Qu’ils se trouvent hors du système ou dans des angles morts en son sein, pour notre propos, ce sont surtout les connexions qui sont construites avec le reste du système économique mondial qui sont importantes. Intégrés dans des structures horizontales légales et reconnues, comme celle des États (Bahamas, Fidji, Samoa, Royaume-Uni, Panama, et cetera) ou des administrations intérieures à certains États (Delaware aux États-Unis, Ile de Man ou Jersey au Royaume-Uni, et cetera)[8], ils drainent les flux monétaires (énergie) loin des regards, à travers des canaux qui dissimulent l’information, ce qui permet à certains individus ou groupes d’accroitre leur pouvoir dans le système : déconnexion des volets publics et collectifs des économies nationales et opacité des mécanismes sont les maitres mots de ce système dans lequel l’appropriation des bénéfices socioéconomiques est privée (Carroué, 2015, p. 192). Le refus « de coopérer avec les différentes institutions judiciaires nationales et internationales » (Carroué, 2015, p. 192) accentue les inégalités en raison de la concurrence internationale qui en résulte ; d’où l’augmentation du nombre des paradis fiscaux.

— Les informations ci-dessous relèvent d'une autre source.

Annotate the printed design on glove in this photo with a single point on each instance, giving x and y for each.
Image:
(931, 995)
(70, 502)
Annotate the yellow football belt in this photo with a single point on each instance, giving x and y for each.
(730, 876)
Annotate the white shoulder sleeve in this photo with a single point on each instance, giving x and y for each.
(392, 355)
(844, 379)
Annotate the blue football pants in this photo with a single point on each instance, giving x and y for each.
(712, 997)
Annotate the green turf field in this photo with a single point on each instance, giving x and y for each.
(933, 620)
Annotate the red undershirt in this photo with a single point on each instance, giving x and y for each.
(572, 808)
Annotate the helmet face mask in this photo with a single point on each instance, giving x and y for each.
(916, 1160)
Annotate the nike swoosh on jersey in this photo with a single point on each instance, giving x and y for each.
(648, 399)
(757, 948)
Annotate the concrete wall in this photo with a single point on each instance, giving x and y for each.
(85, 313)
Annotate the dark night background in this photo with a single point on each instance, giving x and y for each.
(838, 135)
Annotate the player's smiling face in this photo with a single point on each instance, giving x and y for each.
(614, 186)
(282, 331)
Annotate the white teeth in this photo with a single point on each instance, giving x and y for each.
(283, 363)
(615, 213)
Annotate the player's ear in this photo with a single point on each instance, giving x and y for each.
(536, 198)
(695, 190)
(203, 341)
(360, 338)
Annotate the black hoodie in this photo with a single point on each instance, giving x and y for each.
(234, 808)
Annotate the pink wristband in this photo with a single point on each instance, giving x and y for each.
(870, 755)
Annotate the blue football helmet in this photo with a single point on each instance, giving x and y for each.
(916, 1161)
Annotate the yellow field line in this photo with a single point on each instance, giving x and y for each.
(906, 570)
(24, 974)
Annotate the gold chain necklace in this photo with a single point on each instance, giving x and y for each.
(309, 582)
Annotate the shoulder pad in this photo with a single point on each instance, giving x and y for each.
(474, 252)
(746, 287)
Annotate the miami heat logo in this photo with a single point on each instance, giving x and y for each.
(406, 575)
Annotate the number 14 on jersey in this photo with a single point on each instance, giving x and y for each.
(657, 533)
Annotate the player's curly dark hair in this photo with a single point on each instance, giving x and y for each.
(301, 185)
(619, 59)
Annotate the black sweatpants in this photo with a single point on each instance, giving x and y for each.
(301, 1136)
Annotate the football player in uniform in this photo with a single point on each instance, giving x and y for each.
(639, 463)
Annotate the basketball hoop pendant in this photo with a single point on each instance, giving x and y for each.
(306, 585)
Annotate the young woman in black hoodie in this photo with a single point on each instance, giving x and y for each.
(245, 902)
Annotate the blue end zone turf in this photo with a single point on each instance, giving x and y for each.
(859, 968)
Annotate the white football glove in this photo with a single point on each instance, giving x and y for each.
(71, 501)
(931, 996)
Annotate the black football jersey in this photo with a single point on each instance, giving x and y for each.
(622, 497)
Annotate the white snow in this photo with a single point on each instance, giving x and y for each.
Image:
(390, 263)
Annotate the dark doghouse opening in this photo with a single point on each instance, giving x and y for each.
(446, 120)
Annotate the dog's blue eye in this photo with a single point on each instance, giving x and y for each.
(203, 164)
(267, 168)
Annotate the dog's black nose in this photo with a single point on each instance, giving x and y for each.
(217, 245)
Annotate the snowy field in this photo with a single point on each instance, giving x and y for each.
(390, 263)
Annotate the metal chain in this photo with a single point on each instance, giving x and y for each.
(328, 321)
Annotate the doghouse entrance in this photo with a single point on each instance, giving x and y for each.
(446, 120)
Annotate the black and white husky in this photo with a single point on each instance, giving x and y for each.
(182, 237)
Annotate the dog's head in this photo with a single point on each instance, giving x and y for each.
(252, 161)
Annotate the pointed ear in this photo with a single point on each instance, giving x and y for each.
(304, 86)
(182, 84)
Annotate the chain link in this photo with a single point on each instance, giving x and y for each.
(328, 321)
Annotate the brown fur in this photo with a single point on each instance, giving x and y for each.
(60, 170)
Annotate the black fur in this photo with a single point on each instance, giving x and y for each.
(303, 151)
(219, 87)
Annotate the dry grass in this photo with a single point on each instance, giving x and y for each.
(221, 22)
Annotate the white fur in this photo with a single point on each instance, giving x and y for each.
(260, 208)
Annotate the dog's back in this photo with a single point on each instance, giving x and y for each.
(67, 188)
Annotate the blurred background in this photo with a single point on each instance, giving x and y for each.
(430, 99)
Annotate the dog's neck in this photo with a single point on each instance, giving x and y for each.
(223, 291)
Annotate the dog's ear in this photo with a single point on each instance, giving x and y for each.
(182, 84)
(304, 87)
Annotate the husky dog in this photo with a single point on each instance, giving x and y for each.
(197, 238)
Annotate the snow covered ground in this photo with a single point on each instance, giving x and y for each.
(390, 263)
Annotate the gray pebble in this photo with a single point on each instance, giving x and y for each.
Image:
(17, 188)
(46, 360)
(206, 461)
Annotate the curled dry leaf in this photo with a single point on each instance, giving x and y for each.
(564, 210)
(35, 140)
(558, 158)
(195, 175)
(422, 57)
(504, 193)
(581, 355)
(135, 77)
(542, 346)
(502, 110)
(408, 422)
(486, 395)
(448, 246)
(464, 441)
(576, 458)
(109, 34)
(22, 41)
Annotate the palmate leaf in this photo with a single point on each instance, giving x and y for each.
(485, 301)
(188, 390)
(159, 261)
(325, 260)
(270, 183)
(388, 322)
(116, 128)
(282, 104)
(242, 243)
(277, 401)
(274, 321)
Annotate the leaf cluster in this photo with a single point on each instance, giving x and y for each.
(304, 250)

Le verrou ici est le paradis fiscal, mais aussi le rôle des États eux-mêmes dans la complaisance à leur endroit permet leur présence et leur rôle dans le système économique mondial. Les ententes bilatérales de « non double imposition » apparaissent a priori comme logiques ; mais dans les faits, c’est l’outil principal qui permet aux particuliers d’un pays de s’évader fiscalement (Deneault, 2014). Et ici aussi, le verrou présente à la fois des blocages horizontaux et des blocages verticaux.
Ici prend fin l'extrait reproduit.